Women’s Day 2020

March 9, 2020

#EachForEqual was the theme for Women’s Day this year. This is a call for a gender-equal world. This was the 46th Women’s Day celebration.

Women have fought for gender equality for centuries. Every woman has the right to the protection of her human rights, equality in marriage, access to justice and political participation. Women need to be accorded values like justice, equality, and dignity. They need to be recognized for the achievements they have achieved globally.

In Kenya, we have women who have left their mark because of the zeal and commitment they have poured into supporting the rights of the women. They have experienced ridicule, humiliation, abuse, and the risk of losing their lives while fighting to support their cause.  We admire women who are resilient; women who are determined to effect change no matter what the personal cost.

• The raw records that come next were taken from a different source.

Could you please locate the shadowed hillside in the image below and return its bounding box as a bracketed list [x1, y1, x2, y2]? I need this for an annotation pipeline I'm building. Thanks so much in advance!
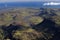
[0, 8, 60, 40]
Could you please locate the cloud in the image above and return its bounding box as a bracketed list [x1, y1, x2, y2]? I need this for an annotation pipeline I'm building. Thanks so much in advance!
[43, 2, 60, 6]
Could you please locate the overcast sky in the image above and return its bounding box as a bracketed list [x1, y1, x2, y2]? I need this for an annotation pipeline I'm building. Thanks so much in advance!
[0, 0, 60, 2]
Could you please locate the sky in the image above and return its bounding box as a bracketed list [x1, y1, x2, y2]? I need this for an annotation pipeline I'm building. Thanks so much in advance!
[0, 0, 60, 2]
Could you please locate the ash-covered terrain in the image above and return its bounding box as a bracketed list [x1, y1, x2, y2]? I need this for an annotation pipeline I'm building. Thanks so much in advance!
[0, 8, 60, 40]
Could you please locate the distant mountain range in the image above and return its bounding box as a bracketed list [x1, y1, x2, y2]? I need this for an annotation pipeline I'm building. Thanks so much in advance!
[0, 2, 60, 8]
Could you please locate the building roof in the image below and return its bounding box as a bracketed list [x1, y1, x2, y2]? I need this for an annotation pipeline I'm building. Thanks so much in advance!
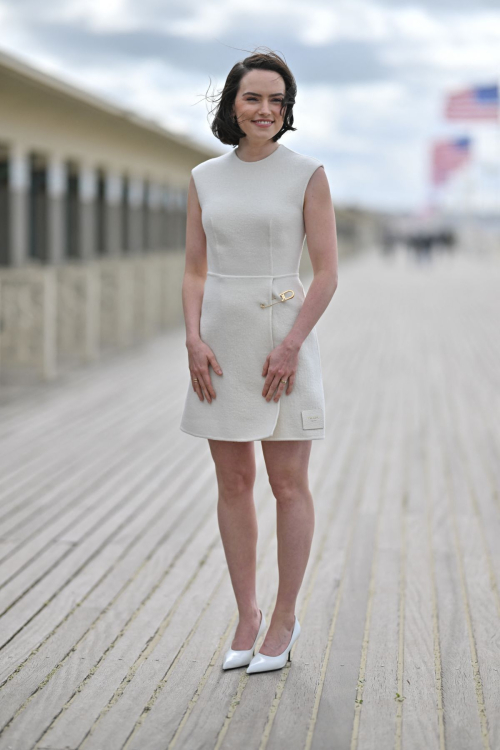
[0, 50, 223, 158]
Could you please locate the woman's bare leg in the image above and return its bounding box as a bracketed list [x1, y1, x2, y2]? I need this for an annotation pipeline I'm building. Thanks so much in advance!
[259, 440, 314, 656]
[208, 440, 261, 651]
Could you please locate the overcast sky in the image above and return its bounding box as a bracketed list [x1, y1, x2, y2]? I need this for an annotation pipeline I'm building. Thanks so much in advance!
[0, 0, 500, 211]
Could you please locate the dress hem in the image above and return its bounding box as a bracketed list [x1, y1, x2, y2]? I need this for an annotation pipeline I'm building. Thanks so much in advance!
[179, 427, 326, 443]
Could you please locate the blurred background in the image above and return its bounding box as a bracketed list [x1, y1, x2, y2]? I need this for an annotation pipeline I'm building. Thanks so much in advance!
[0, 0, 500, 385]
[0, 0, 500, 750]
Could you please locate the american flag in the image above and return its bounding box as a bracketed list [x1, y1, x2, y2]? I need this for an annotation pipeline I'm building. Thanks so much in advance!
[432, 136, 471, 185]
[445, 84, 500, 120]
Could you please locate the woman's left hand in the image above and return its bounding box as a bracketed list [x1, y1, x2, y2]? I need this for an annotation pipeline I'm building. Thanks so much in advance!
[262, 342, 299, 401]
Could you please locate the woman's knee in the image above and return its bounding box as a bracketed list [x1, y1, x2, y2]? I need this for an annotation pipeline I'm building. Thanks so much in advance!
[269, 472, 309, 505]
[217, 466, 255, 498]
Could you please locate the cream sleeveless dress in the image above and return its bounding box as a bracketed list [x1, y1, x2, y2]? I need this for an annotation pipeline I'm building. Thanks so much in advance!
[180, 144, 325, 442]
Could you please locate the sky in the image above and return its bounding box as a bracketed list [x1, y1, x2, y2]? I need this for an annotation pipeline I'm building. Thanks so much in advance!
[0, 0, 500, 213]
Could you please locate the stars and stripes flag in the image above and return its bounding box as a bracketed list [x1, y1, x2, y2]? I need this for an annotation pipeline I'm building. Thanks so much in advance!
[445, 84, 500, 120]
[432, 136, 471, 185]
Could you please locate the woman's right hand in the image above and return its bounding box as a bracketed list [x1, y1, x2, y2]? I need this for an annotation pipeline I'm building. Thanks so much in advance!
[186, 338, 222, 404]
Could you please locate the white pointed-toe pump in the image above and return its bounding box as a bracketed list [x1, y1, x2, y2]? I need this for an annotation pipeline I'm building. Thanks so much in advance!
[247, 616, 300, 674]
[222, 610, 266, 669]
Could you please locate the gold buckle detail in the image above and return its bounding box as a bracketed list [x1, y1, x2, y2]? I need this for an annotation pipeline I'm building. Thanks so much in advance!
[260, 289, 295, 307]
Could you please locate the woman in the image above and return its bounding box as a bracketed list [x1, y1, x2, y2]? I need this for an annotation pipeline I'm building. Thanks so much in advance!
[180, 52, 337, 673]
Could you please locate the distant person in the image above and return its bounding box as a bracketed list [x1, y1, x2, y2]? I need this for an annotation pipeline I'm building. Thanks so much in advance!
[180, 52, 337, 673]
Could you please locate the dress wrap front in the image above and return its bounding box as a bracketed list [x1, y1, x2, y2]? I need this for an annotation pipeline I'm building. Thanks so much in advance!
[180, 144, 325, 442]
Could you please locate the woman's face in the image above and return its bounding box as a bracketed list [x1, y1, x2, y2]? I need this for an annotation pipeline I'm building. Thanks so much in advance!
[234, 70, 285, 143]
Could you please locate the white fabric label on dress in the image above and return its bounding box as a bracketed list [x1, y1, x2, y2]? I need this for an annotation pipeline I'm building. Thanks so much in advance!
[301, 409, 324, 430]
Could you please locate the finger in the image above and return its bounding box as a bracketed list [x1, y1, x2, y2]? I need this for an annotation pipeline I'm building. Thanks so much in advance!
[262, 372, 275, 398]
[203, 370, 216, 398]
[274, 380, 286, 401]
[266, 375, 281, 401]
[209, 356, 222, 375]
[191, 375, 203, 401]
[201, 376, 213, 404]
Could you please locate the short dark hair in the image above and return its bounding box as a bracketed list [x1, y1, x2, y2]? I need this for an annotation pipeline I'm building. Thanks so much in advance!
[207, 50, 297, 146]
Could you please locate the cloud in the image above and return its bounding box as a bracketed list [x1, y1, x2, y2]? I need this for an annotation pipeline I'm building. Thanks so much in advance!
[0, 0, 500, 207]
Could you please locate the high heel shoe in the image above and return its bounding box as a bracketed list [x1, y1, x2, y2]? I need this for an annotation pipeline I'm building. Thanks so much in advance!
[222, 610, 266, 669]
[247, 616, 300, 674]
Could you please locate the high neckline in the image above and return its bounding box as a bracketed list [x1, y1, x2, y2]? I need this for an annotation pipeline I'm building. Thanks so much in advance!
[232, 143, 282, 164]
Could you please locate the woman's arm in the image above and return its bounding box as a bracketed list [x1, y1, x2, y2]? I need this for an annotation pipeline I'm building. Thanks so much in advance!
[182, 176, 222, 403]
[284, 167, 338, 349]
[262, 167, 338, 401]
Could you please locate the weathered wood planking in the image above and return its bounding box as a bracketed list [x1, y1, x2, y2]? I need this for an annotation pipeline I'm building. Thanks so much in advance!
[0, 253, 500, 750]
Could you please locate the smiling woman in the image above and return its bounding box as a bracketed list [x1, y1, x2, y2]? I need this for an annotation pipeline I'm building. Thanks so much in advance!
[180, 48, 337, 673]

Despite achievements and progress made, African women face major challenges and obstacles. The majority of African women are denied education and employment; they also have limited opportunities in the job market. An Africa woman is disadvantaged in many areas. She has poor access to land, credit, education and health. Obtaining an education for an African woman is an uphill task. Though it is the surest ticket out of poverty, females still struggle to get an education. Enrollment of the boy-child to school is always a much higher than for the girl-child.

The government through the Ministry of Education has tried to help the women get an education by enrolling them for ‘ngumbaro’ or what is known as adult education. Women who were not educated in the school system will be found in the marketplace selling their wares and need basic information (education) to be able to cost their wares and know how to manage the proceeds from their sales. Women who do basic work like small scale farming, household work, and/or domestic work, are not considered to be of value to the economy; their contribution is not fully recognized. The rights of widows and the special protection of elderly women and those with disabilities also need to be prioritized. Guidelines must be established on ending traditional practices such as female genital mutilation which is detrimental to the health of women and girls on every level.

We hope by discussing gender equality at the Choice Club meetings this week, we will help the girls understand they have the right to the same opportunities as their male counterparts. Our further aim will be to help the girls understand that as they finish school and join the workforce, they should be considered for employment based on their performance and not because of perception derived from certain beliefs about men and certain beliefs about women. Ultimately, men and women need to work together to complement one another.

Members of the Choice Club at AIC NGONG School Celebrating Women’s Day.